Bachelorettes rejoice! After serving four years in the slammer for poking his 16-year-old niece, the Board of Pardons and Parole decided to make Utah polygamist David Ortell Kingston a free man. Not bad for someone convicted of third-degree felony incest and unlawful sexual contact with a minor. But hey, the model inmate did help fellow inmates finish high school. As you may recall, Kingston’s child bride was beaten by her father after trying to escape her arranged marriage. Who says Utah’s criminal justice system doesn’t harbor a soft spot for polygamists? At the very least, the Board of Pardons could have required that Kingston watch Lukas Moodysson’s brilliant new film, Lilja 4-ever.

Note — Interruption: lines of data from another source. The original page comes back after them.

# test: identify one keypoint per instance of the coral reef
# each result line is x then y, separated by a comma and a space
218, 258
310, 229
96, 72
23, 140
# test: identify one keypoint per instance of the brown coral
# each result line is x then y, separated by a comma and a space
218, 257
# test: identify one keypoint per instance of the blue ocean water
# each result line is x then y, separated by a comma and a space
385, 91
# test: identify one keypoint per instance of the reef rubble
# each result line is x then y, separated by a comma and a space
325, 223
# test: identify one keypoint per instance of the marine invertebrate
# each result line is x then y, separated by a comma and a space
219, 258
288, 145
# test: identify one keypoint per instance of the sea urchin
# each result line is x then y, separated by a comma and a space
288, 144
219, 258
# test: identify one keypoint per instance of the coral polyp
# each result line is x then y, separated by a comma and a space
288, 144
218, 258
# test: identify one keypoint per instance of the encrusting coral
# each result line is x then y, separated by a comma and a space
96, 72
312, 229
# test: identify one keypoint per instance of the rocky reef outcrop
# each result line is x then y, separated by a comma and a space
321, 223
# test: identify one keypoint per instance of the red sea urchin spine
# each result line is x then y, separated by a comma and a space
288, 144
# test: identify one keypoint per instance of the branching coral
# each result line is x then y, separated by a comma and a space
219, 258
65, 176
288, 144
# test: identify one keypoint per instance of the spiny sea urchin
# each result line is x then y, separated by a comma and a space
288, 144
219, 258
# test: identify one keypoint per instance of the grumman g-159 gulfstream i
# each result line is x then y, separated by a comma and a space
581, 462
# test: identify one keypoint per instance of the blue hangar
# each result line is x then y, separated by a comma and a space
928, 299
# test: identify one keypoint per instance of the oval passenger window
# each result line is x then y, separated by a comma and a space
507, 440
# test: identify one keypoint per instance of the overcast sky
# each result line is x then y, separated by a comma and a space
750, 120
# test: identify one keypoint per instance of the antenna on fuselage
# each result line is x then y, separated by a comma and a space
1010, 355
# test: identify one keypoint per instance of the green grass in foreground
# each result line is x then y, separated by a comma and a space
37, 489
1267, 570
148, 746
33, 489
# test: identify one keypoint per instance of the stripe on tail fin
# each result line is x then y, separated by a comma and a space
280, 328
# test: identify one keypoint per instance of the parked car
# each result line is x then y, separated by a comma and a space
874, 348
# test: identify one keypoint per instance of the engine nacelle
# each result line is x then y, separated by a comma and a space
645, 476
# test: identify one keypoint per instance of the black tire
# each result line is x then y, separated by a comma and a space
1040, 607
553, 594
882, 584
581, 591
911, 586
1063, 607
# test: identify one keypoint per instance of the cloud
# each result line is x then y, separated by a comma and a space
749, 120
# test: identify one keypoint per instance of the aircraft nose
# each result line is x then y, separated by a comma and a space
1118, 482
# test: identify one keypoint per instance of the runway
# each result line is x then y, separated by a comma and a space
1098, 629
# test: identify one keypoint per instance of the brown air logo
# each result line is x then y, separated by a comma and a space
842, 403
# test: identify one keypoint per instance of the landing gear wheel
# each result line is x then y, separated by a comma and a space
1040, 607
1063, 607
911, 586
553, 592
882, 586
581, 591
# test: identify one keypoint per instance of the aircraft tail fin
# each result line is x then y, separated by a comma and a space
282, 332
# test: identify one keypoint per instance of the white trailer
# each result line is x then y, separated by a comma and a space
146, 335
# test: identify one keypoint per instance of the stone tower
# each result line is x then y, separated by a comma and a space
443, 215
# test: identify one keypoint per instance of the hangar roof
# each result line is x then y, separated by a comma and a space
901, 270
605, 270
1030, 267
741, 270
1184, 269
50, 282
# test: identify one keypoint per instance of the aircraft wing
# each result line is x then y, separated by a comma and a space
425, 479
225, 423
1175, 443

Continuing the criminal beat, American criminologist Franklin E. Zimring argues in his new book, The Contradictions of American Capital Punishment, that America’s love affair with lethal injection and such embodies the perpetual national battle between community vengeance and respect for legal processes. That’s the bland part. Zimring’s more provocative thesis is that the death penalty is more frequently practiced in the South and Southwest, where mob justice and lynchings have historically predominated. Hmmm. Do we really need to invoke the Mountain Meadows Massacre again? As the Utah Department of Corrections readies its Winchester rifles for the convicted rapist and murderer Roberto Arguelles, and convicted murderer Troy Kell, it’s something to ponder.